When dinosaurs roamed the earth, mammals were nocturnal. They had to be to avoid being eaten. Now there are other big, bad creatures terrorizing mammals and forcing them to once again find refuge during the day and only come out at night: humans.

It is well established that we have shifted where many wild species go about their daily activities as we’ve left them fewer and fewer places to live. Any temporal disturbances we may have caused have not been as deeply studied as these spatial ones. Now, environmentalists at UC Berkeley and Boise State University have done a meta-analysis of 76 temporal studies, covering 62 mammalian species from six continents (all of the mammals in Antarctica are marine). All but five of the studies were done this century.

They found that mammal nocturnality increased by a factor of 1.36 in areas or periods with high human disturbance. This means that if an animal normally split its activity evenly between day and night, human activity is associated with an increase in the animals' proportion of nighttime activity to 68 percent. This was true across the board, for small mammals like opossums and large ones like African elephants; for apex carnivores as well as their prey; in Argentina and California and Zimbabwe and Nepal and Poland and everywhere else they looked.

It didn’t matter if the human activity was lethal to the animals or not. Hiking, farming, and urban development impeded the mammals’ daytime behavior as much as hunting did.

Animals staying out of our way could be good news, since it might make coexistence more achievable. But we don’t really know how nocturnality will suit species that have spent the past few millennia adapted to diurnality. And altering the temporal activity patterns of all of these mammals all over the world can impact predator-prey dynamics and have other effects that could ripple through entire ecosystems.

Although the 76 papers used in this analysis confirm that there is an increase in mammalian nocturnality associated with human activity, few have examined the ramifications of this shift on individuals, populations, or communities.

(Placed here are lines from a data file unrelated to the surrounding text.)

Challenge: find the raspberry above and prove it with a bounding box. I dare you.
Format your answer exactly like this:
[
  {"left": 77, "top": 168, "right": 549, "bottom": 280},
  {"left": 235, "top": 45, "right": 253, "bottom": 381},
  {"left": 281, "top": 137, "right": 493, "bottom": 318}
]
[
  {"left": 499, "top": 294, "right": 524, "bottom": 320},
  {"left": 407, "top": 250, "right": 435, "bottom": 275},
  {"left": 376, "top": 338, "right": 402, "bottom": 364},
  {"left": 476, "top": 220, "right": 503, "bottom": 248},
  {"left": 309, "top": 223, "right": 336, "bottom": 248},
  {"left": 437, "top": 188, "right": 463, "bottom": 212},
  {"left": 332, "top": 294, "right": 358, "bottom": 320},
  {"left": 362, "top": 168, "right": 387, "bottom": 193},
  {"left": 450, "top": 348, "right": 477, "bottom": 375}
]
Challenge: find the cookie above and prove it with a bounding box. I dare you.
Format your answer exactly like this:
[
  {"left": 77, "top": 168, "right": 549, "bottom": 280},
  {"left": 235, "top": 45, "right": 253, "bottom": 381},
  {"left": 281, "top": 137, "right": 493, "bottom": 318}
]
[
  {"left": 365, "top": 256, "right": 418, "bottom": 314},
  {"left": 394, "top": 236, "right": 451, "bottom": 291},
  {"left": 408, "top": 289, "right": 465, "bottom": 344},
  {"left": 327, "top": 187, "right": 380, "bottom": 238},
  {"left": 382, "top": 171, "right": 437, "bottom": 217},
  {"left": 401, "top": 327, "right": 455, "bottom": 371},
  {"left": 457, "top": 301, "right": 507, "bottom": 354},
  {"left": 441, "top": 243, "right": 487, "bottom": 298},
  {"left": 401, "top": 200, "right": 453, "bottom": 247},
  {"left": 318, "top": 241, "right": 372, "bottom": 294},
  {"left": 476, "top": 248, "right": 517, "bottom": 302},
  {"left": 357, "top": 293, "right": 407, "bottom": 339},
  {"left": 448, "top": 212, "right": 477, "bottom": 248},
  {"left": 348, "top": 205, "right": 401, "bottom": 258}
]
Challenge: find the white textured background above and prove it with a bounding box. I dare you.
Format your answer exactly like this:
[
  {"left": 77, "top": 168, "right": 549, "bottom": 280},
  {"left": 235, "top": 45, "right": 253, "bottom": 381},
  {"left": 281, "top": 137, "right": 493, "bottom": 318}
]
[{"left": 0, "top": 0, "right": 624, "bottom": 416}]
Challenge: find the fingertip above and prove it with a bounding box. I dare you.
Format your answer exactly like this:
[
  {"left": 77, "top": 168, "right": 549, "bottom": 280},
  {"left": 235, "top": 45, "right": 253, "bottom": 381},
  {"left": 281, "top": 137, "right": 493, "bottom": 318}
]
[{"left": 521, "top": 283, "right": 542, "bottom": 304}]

The authors urge that knowledge of this temporal dynamic be incorporated into conservation strategies. We currently have protected spaces for animals; they propose temporal zoning as well. The idea is not unprecedented. Already, rock climbers can’t climb part of the Shawangunk Ridge in New York in the spring when peregrine falcons are nesting, and tourists are not allowed on the beach without a guide at night when turtles are nesting in Tortuguero National Park in Costa Rica. As our planet becomes more and more crowded with humans, we may have to learn to share our time as well as our space with other species.